[libvirt] [RFC] Substitute poll by epoll in virEventPollRunOnce
Dmitry Derbyshev
dderbyshev at virtuozzo.com
Fri Feb 10 13:34:09 UTC 2017
FlameGraphs show that on small machine that can run 35 VMs version with
epoll has 20% less perf counters.
2/10/2017 4:29 PM, Derbyshev Dmitriy пишет:
> From: Derbyshev Dmitry <dderbyshev at virtuozzo.com>
>
> This makes it possible to avoid allocations in
> virEventPollMakePollFDs, as well as generally reduces time spent in
> kernel if handles remain the same, which should generally be true.
>
> __________________________________________
>
> Questions:
> 1) What to do with probe in virEventPollRunOnce?

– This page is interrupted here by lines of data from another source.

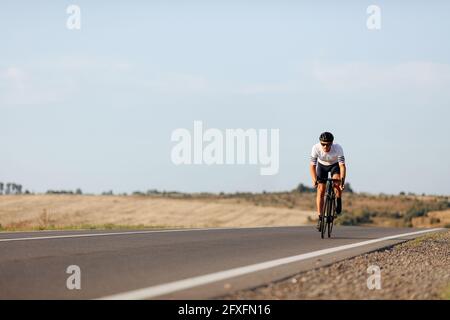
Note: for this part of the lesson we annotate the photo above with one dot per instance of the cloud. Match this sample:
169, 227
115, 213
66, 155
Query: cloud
349, 77
178, 83
268, 88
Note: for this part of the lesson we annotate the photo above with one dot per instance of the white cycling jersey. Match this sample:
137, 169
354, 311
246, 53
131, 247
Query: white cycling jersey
336, 154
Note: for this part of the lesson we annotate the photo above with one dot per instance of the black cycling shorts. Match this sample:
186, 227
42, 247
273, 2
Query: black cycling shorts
322, 171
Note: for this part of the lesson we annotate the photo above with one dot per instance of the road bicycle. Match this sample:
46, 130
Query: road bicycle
328, 213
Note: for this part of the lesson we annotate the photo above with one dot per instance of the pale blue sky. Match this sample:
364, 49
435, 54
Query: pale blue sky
95, 108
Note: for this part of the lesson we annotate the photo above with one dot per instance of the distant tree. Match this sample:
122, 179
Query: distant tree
8, 188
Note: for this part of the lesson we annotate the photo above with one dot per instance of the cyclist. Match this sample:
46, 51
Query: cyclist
327, 156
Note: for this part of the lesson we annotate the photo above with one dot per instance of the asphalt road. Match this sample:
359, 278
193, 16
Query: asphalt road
186, 264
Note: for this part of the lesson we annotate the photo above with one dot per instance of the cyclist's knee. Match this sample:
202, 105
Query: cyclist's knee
321, 188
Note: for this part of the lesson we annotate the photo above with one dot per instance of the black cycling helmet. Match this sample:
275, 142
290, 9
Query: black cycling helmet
326, 137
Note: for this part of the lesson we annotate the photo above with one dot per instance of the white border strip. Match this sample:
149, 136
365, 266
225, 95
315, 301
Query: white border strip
171, 287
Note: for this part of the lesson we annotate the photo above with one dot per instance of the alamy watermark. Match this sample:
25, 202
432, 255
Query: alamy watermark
73, 282
374, 20
227, 147
374, 280
74, 20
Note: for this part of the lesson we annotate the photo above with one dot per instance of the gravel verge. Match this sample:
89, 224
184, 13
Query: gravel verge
417, 269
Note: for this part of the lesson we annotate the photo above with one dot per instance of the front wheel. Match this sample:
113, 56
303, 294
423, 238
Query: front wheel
323, 223
330, 216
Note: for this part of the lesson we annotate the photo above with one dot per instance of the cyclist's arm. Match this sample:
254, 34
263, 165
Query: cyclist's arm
313, 165
343, 169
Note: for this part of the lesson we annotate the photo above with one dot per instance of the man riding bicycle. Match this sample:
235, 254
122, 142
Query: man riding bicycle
327, 157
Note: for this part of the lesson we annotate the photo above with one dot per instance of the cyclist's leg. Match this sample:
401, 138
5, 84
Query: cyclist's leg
322, 176
336, 174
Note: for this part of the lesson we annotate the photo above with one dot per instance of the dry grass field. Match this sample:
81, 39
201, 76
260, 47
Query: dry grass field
176, 210
81, 211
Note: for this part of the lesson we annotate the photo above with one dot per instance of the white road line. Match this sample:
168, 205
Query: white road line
171, 287
121, 233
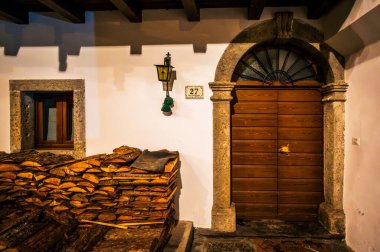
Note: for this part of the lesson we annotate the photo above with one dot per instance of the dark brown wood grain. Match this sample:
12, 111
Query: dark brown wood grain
297, 108
299, 172
266, 120
246, 133
289, 197
254, 171
253, 184
254, 158
254, 211
302, 146
299, 95
301, 121
254, 145
260, 108
300, 159
267, 197
300, 185
265, 182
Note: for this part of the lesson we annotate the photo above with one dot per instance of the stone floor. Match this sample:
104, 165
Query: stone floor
268, 236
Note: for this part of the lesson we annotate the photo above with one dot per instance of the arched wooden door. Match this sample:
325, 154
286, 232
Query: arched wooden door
277, 136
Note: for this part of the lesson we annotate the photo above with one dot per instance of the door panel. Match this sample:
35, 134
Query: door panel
267, 183
254, 197
246, 133
246, 120
304, 121
254, 145
253, 184
256, 95
254, 171
300, 108
256, 108
298, 172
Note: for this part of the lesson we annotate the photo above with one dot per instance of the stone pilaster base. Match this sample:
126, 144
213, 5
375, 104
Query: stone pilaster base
333, 220
224, 219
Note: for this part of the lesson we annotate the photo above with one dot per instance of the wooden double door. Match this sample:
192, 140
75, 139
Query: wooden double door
277, 153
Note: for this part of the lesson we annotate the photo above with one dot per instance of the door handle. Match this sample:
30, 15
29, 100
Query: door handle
284, 149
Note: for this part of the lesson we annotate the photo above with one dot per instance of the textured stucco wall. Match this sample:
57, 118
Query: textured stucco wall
362, 164
123, 97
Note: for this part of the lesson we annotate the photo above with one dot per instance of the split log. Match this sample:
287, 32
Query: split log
21, 232
16, 220
91, 177
9, 167
88, 237
47, 238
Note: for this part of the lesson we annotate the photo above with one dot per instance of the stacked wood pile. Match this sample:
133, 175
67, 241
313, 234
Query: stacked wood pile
101, 188
33, 230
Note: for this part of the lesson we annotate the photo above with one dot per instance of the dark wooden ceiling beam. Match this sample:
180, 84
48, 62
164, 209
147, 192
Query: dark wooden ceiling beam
255, 9
66, 9
129, 9
317, 8
192, 9
13, 13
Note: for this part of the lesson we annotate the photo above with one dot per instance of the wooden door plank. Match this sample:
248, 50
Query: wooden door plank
256, 197
300, 159
298, 108
268, 120
297, 208
300, 172
299, 95
254, 171
254, 184
304, 121
257, 108
302, 146
246, 133
254, 145
256, 95
300, 197
300, 134
300, 185
241, 158
298, 217
250, 211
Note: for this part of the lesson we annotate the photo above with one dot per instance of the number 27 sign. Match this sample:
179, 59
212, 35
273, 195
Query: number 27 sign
194, 92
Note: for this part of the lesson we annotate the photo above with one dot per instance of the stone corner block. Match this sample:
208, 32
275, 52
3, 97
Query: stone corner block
333, 220
224, 219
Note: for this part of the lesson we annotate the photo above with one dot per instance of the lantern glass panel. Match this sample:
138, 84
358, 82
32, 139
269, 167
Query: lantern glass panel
164, 72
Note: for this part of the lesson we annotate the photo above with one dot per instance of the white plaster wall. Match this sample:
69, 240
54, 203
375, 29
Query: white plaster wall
359, 9
123, 97
362, 164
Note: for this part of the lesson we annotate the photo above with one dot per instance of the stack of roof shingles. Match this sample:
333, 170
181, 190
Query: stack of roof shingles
126, 188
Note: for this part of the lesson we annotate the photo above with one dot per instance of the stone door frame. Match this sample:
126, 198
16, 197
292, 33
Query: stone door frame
283, 28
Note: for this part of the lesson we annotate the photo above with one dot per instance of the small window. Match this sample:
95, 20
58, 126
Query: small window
54, 120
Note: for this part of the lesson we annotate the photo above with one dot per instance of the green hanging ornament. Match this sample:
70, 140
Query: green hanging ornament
167, 105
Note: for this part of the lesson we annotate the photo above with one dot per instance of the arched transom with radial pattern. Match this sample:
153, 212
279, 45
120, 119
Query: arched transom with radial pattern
276, 66
277, 135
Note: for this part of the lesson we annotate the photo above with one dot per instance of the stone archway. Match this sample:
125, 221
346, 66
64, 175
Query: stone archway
286, 29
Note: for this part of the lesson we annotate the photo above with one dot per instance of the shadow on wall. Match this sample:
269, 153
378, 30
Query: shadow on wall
111, 28
361, 33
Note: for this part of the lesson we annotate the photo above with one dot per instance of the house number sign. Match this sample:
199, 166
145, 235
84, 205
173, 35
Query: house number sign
194, 92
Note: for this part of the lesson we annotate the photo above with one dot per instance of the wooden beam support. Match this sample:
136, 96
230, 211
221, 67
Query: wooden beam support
129, 9
66, 9
192, 9
13, 13
317, 8
255, 9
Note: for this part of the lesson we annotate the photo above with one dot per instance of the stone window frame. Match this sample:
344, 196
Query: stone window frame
282, 29
20, 138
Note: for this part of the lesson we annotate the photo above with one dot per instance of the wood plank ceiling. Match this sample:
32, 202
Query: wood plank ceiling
73, 10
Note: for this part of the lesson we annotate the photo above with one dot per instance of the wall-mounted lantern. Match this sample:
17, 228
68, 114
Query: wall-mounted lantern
167, 76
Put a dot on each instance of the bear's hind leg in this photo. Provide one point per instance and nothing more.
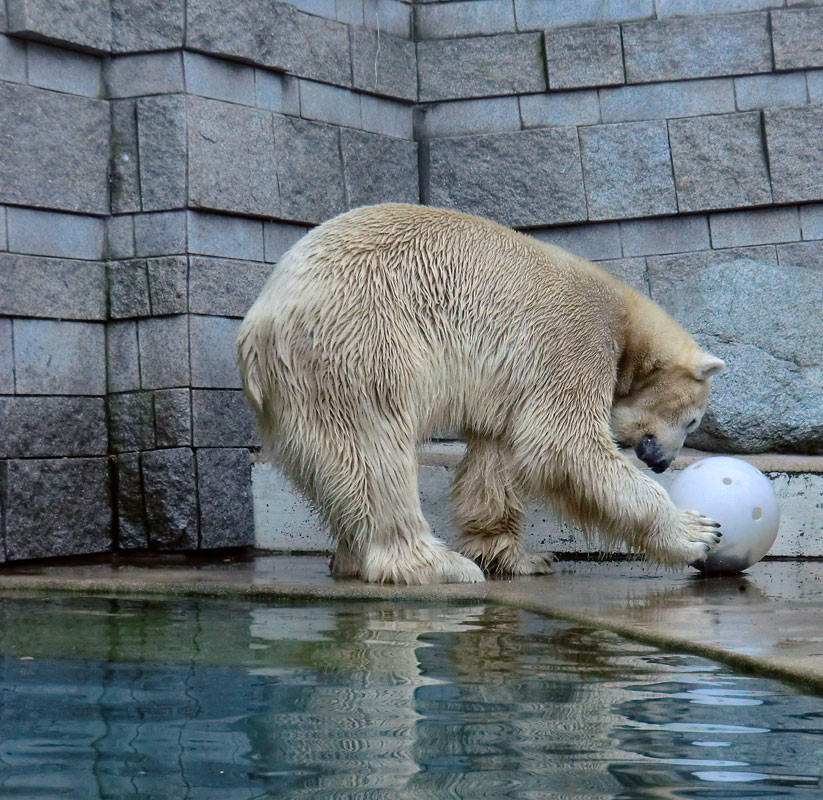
(489, 507)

> 2) Are ifdef an acceptable solution to epoll avaliability issues?
> 3) Is using MAX_POLL_EVENTS_AT_ONCE constant a valid solution?
> 4) some fds are sometimes added twice, but only once with events!=0? This complicates virEventPoll*Handle fuctions. At the very least, it is called twice in _dbus_watch_list_set_functions.
>
> Signed-off-by: Derbyshev Dmitry <dderbyshev at virtuozzo.com>
> ---
> configure.ac | 26 +++++
> src/util/vireventpoll.c | 205 ++++++++++++++++++++++++++++++++++++---
> src/util/vireventpoll.h | 5 +
> tests/commanddata/test3epoll.log | 15 +++
> tests/commandtest.c | 4 +
> 5 files changed, 242 insertions(+), 13 deletions(-)
> create mode 100644 tests/commanddata/test3epoll.log
>
> diff --git a/configure.ac b/configure.ac
> index dfc536f..c985ccc 100644
> --- a/configure.ac
> +++ b/configure.ac
> @@ -2695,6 +2695,32 @@ AC_DEFINE_UNQUOTED([isbase64],[libvirt_gl_isbase64],[Hack to avoid symbol clash]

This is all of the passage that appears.